Santa Cecilia still serves the traditional fare alongside its new offerings, and, in a twist nobody expected, many of the Latino parishioners prefer it. The non-Latinos, though, want chiles rellenos and fried quesadillas (an improvisation made hurriedly one year when the kitchen ran out of food). Tamales are wheeled through the parish hall or taken outside when the line of hungry patrons stretches across the playground and out to the street.
Those faithful scout leaders—some of them grandpas now—are out in the garage getting ready. Breading flies from Politte’s gloved hand as he waves to Fernandez, who was one of the first Latinos to join the parish. Another parishioner arrives, saying she’s ready to spoon out 5,000 plastic cups of salsa.
Five thousand? She grins. “I’m Spanish. Everything we say, cut it by 100, and it’s probably close.”
The 778 chiles rellenos stuffed that afternoon are carefully counted. Yanit Carranza got here early in the morning to start roasting, peeling and seeding poblano peppers, which will now be filled with refried beans and Chihuahua cheese, according to parishioner Marta Torres’ old family recipe. Then they’ll be battered, floured and fried.
People come from all over to taste them. Dr. Robert Pozzi, one of the fish fry’s many regulars, is both a devout Catholic and a serious foodie. He’s pronounced the chiles rellenos a minor miracle.
Carranza is wearing brown jeans and a coral shirt, her long, dark hair stuffed up under a baseball cap.

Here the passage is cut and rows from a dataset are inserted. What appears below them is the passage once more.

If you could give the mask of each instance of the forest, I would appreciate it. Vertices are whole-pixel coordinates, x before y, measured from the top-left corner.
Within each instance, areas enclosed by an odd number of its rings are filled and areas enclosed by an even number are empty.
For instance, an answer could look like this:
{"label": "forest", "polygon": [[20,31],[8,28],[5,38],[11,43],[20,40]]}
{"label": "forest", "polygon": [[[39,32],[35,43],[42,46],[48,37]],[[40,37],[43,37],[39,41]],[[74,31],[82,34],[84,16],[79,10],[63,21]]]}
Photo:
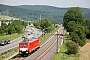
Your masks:
{"label": "forest", "polygon": [[[60,8],[47,5],[20,5],[8,6],[0,4],[0,14],[19,18],[27,21],[38,21],[48,19],[53,23],[63,23],[64,14],[69,8]],[[80,10],[85,20],[90,19],[90,9],[81,8]],[[41,17],[40,17],[41,16]]]}

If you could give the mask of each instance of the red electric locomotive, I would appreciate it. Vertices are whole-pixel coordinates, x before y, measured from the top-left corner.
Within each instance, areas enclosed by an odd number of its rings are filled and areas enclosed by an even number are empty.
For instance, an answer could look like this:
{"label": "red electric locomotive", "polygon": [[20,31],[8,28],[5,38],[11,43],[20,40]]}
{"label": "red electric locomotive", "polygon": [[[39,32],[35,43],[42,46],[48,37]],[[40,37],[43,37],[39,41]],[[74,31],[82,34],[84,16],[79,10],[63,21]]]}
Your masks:
{"label": "red electric locomotive", "polygon": [[39,39],[32,38],[32,39],[24,39],[19,43],[19,54],[29,54],[32,51],[40,48]]}

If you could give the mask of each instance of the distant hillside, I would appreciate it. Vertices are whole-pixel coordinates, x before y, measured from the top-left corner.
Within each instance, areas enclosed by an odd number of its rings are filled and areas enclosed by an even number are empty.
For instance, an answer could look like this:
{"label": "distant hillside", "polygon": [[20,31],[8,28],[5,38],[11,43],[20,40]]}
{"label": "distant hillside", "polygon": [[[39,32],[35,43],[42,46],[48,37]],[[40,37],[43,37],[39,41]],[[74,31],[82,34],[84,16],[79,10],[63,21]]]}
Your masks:
{"label": "distant hillside", "polygon": [[[37,21],[47,18],[54,23],[62,23],[63,16],[68,8],[58,8],[46,5],[21,5],[21,6],[7,6],[0,4],[0,12],[3,15],[9,15],[16,18],[29,21]],[[81,10],[85,19],[90,19],[90,9],[83,8]]]}

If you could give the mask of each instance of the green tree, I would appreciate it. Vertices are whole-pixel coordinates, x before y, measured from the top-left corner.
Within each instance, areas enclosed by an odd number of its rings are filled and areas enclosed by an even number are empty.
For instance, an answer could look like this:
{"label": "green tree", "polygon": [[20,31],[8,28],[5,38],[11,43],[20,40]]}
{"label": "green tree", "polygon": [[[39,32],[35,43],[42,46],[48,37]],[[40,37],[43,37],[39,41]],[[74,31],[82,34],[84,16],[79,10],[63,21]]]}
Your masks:
{"label": "green tree", "polygon": [[79,7],[70,8],[64,15],[63,22],[64,27],[67,29],[68,22],[75,21],[76,24],[82,24],[84,22],[84,18],[82,13],[80,12]]}
{"label": "green tree", "polygon": [[88,39],[90,39],[90,20],[86,20],[85,23],[86,23],[86,26],[88,28],[88,33],[87,33],[86,37]]}
{"label": "green tree", "polygon": [[68,41],[66,43],[66,46],[67,46],[67,54],[76,54],[79,51],[79,46],[73,41]]}
{"label": "green tree", "polygon": [[73,32],[71,32],[72,41],[76,42],[80,46],[86,44],[86,28],[78,25]]}

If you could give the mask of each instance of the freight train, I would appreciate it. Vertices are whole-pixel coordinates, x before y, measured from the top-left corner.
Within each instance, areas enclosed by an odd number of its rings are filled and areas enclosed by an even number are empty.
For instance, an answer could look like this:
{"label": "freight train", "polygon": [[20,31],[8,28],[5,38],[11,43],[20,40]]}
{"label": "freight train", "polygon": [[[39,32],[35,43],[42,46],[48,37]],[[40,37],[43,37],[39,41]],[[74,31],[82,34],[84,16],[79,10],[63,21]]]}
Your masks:
{"label": "freight train", "polygon": [[40,48],[40,43],[38,38],[24,39],[19,42],[19,55],[30,54],[32,51]]}

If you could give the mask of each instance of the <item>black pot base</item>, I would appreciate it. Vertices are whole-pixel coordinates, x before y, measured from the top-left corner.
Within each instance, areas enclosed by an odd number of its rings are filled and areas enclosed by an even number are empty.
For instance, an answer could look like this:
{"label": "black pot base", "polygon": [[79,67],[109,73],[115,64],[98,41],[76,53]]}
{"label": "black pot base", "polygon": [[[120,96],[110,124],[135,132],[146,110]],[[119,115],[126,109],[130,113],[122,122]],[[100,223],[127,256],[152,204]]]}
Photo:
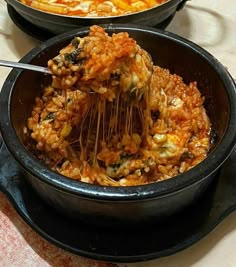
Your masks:
{"label": "black pot base", "polygon": [[74,254],[109,262],[145,261],[196,243],[236,209],[236,150],[201,199],[165,222],[107,229],[73,221],[47,206],[25,181],[2,145],[0,188],[20,216],[49,242]]}
{"label": "black pot base", "polygon": [[[54,33],[47,31],[43,28],[40,28],[23,18],[11,5],[7,5],[8,14],[13,21],[13,23],[21,29],[23,32],[33,37],[38,41],[46,41],[55,36]],[[172,21],[175,14],[172,14],[167,19],[156,25],[154,28],[164,30],[169,23]]]}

“I love cooking,” she says. “I learned from my grandmother and my mom in Monterrey.”
She followed her husband to St. Louis in 2006. Their children go to St. Cecilia School, and she’s been volunteering here since the Mexican fish fry started.
“There’s more help now,” she says with relief. “The first year, I came early in the day, and I was by myself!” She came back, though, for a second year and a third.

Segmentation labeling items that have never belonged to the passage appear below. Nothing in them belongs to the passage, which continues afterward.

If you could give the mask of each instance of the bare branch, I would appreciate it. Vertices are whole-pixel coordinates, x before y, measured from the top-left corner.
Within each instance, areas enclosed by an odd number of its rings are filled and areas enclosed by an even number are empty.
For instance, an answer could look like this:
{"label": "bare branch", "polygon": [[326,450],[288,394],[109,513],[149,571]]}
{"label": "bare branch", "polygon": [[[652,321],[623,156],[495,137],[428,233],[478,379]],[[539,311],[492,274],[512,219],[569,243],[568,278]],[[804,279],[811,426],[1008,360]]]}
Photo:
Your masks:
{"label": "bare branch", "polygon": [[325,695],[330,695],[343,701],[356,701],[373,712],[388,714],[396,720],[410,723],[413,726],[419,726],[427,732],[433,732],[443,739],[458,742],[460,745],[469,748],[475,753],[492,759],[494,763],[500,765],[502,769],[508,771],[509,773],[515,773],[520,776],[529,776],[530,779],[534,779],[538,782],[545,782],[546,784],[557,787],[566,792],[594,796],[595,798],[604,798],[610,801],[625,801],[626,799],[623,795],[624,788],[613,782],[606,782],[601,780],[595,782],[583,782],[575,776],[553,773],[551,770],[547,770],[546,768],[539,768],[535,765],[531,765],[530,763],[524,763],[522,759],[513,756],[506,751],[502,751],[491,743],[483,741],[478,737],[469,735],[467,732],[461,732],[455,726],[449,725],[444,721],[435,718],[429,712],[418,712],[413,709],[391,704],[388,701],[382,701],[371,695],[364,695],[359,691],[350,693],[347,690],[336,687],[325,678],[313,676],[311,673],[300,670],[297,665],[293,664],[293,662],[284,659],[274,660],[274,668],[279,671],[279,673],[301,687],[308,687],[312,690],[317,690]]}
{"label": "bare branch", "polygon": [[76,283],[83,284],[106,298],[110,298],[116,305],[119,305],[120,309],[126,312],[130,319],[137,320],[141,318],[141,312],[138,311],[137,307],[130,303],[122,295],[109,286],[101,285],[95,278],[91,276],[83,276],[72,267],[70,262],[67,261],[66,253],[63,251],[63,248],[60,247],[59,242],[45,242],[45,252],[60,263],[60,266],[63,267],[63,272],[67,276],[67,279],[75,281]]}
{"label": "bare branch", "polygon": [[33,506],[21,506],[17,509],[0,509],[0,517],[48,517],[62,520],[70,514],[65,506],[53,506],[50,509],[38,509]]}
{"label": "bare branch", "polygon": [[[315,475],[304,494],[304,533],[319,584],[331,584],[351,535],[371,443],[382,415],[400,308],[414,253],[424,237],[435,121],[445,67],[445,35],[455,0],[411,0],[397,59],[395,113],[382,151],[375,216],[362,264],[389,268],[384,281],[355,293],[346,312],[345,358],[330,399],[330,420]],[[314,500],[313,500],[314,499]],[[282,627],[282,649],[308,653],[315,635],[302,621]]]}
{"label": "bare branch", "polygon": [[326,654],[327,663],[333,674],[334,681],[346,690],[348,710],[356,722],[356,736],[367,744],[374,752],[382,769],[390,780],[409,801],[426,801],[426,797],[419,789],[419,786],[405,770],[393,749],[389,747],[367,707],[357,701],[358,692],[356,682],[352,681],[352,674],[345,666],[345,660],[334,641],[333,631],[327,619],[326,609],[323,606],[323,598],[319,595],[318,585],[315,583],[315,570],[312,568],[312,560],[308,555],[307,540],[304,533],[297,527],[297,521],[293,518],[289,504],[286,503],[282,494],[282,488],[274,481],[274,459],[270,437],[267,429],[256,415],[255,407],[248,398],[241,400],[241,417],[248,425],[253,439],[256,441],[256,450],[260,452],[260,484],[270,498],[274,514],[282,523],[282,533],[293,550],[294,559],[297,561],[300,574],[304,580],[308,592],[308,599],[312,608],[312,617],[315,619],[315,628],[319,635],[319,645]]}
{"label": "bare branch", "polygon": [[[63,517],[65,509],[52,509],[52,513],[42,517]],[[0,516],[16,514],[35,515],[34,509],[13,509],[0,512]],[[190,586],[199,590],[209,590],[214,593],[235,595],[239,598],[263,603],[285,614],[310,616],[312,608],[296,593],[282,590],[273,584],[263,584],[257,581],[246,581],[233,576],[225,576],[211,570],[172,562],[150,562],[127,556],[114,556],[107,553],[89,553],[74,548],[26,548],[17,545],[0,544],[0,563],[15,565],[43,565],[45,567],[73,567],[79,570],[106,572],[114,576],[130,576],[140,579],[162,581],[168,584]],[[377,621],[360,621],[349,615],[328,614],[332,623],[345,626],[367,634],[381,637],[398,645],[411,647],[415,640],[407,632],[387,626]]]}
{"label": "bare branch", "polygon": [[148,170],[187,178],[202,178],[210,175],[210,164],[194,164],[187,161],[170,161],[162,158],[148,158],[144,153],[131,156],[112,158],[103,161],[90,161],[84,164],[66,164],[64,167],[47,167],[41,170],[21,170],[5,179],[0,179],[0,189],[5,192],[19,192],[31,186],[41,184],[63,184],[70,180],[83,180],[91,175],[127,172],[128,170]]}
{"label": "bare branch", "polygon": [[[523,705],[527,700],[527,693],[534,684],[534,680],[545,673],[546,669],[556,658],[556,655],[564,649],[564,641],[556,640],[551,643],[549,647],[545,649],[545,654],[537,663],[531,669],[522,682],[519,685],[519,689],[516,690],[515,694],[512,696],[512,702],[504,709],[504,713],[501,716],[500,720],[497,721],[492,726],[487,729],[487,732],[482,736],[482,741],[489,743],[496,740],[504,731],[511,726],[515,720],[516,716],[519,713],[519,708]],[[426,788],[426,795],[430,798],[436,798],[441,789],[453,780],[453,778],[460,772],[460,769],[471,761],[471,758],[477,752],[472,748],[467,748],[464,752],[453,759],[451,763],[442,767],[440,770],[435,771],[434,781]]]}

“I think it helps me a lot to be more humble, get to know people,” she says. Edgar Ramirez, pastoral associate for Hispanic ministry,overhears her and nods.
“For me it’s an example of humbleness, too. We are giving up our Fridays—Friday is normally my day off. But once I get here, it’s so fun when you see the place crowded and people enjoying the food and getting up to dance.”

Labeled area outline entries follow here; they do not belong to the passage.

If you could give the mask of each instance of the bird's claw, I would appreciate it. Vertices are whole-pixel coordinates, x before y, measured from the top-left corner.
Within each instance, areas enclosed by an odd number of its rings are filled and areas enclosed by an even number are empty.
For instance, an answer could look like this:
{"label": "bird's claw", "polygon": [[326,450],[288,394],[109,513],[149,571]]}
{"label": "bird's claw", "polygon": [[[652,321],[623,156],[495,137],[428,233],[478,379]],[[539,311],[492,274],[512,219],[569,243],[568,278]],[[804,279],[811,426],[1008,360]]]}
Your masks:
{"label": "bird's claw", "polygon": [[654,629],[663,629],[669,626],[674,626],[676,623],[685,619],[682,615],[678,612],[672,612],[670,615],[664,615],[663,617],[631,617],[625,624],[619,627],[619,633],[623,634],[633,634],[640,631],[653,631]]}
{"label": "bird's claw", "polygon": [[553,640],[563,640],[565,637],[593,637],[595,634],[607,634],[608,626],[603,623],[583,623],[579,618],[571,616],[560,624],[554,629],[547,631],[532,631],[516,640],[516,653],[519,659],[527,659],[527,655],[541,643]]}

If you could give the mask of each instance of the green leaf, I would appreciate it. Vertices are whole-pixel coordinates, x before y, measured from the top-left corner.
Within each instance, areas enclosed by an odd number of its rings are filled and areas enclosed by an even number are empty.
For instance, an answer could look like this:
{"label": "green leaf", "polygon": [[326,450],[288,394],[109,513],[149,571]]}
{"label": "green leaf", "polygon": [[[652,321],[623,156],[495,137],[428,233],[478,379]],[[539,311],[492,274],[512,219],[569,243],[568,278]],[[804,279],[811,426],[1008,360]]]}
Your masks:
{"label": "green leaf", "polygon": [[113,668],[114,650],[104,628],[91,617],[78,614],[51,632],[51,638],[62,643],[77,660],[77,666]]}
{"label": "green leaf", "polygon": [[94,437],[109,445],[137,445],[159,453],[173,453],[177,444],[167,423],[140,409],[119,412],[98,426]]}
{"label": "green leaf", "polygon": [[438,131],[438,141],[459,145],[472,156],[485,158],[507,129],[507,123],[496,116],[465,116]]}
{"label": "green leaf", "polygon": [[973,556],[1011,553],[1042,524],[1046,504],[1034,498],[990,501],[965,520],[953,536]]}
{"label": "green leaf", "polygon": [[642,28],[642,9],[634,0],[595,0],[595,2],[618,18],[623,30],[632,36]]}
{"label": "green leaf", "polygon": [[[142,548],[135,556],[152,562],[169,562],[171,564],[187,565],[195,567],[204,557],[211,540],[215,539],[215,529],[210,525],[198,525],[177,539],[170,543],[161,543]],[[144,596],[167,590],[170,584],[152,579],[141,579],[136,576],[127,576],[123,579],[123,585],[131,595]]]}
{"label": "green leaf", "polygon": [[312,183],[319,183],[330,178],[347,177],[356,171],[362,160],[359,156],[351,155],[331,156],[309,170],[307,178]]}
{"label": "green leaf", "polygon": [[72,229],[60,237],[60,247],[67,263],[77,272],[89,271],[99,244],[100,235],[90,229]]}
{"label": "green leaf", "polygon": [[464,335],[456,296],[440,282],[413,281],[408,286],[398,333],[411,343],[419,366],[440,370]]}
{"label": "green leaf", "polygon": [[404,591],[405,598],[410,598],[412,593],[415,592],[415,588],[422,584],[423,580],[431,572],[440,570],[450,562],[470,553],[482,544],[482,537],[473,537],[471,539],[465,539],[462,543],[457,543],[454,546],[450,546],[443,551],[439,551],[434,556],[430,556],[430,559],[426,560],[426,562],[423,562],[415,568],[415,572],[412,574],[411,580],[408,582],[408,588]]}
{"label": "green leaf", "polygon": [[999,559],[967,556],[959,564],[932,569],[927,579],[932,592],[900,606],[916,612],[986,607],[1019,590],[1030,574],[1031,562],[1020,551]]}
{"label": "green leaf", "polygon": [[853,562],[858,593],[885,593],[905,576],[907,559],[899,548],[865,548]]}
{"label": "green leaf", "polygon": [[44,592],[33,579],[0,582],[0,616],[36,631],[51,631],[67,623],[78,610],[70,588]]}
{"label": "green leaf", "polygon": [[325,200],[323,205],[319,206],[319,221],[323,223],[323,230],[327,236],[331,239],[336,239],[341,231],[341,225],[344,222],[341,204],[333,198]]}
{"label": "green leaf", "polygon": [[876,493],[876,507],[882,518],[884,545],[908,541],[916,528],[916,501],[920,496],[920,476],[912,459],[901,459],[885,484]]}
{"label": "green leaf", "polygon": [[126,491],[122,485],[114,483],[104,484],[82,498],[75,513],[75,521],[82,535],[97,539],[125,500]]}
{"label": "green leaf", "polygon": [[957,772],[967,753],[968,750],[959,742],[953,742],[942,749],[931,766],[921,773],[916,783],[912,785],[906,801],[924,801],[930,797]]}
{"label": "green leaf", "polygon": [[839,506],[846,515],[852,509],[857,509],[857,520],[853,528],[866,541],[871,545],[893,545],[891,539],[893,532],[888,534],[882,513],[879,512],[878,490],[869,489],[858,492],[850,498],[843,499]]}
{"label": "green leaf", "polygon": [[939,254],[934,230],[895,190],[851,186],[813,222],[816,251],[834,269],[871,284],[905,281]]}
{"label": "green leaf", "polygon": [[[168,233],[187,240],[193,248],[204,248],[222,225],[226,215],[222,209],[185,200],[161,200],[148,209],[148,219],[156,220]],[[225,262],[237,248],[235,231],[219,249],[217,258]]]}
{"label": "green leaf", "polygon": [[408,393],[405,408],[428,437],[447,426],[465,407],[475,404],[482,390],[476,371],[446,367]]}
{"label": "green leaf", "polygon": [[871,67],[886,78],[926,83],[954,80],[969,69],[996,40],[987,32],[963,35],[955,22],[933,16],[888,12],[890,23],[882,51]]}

He nods toward a guy who’s walking between tables with a black Hefty bag.
“You see that guy? He’s a lawyer, and his job is taking out the trash.”
In the next room, the lemonade ladies have assembled. A brigade of old friends, they parcel out condiments and vigorously stir up at least nine jumbo canisters of powdered lemonade every Friday.
Asked his favorite dish, Ramirez grins. “I have to be honest. I don’t eat any of it anymore. I’m done. This is the fifth fish fry this Lent, and I have not had a single chile relleno or piece of fish. I always bring a salad.”
What he loves is the way the fish fry, though intended as a fundraiser, builds community.
“You see African-Americans, whites, Latinos all working together in the kitchen, and the kids are giving tours of the church. People have sent us emails and cards saying they felt this was what heaven would be like.”